The Director of the Church of Ireland's Hard Gospel Project, the Rev Earl Storey, has given a cautious welcome to the announcement last week from a Northern Irish paramilitary group that it will renounce violence.

The Ulster Volunteer Force, a pro-British Protestant organisation, said last week that it was putting arms "beyond reach" and stopping military training. It also said it would "assume a non military, civilianised role".

Rev Storey said that the UVF's decision to stand down represented "significant progress and an important step on a journey" for the organisation but said that its stance on weapons was still "simply not good enough" in a community underpinned by the rule of law.

"'Putting weapons beyond use' is an ambiguous phrase at best. It is also unlawful in a democratic country. It is all the more disturbing when there is an implicit threat that dissident republican activity might cause a return to arms," he said.

"Such a threat is completely unacceptable in Northern Ireland, and needs to be withdrawn."

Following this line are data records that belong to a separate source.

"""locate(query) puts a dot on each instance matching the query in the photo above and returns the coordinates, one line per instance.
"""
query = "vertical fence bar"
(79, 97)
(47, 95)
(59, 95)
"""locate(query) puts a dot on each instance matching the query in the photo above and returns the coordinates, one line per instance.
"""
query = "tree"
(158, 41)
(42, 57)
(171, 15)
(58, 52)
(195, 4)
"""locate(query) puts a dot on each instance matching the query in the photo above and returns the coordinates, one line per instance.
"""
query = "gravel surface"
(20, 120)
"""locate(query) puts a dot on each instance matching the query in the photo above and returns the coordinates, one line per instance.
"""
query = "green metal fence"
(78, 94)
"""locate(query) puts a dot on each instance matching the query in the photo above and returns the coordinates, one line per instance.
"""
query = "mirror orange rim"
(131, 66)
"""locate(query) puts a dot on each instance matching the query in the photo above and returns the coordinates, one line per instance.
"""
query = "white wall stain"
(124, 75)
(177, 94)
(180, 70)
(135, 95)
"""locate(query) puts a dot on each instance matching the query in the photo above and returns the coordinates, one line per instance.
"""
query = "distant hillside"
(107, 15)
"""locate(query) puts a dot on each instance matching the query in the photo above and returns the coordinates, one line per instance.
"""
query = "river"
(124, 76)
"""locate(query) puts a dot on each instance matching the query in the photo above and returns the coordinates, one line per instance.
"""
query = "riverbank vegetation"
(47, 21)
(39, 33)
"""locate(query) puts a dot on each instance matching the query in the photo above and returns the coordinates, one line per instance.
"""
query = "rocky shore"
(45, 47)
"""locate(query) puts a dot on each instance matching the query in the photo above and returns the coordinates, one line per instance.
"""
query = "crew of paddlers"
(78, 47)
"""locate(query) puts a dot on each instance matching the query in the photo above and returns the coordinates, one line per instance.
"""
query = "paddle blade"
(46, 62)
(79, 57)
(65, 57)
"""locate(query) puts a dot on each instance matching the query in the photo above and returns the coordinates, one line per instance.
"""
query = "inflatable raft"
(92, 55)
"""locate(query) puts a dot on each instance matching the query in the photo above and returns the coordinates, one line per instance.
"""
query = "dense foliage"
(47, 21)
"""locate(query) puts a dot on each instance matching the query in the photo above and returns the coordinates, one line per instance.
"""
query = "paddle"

The UVF said in its statement that it had made the decision to renounce violence "in an earnest attempt to augment the return of accountable democracy to the people of Northern Ireland".

Rev Storey responded: "Complying with the law must mean no less than evidence that such activity has ceased."

He also called on the UVF to clarify its position with regard to people who have been threatened or exiled in the past.

"Abiding by the rule of law in this regard will be all the more important given the fatal consequences for 'exiles' who have returned home in the past," he said.

The UVF's statement comes as Ian Paisley's Protestant Democratic Unionists and Gerry Adams' Catholic Sinn Fein prepare to share power in Northern Ireland on 8 May.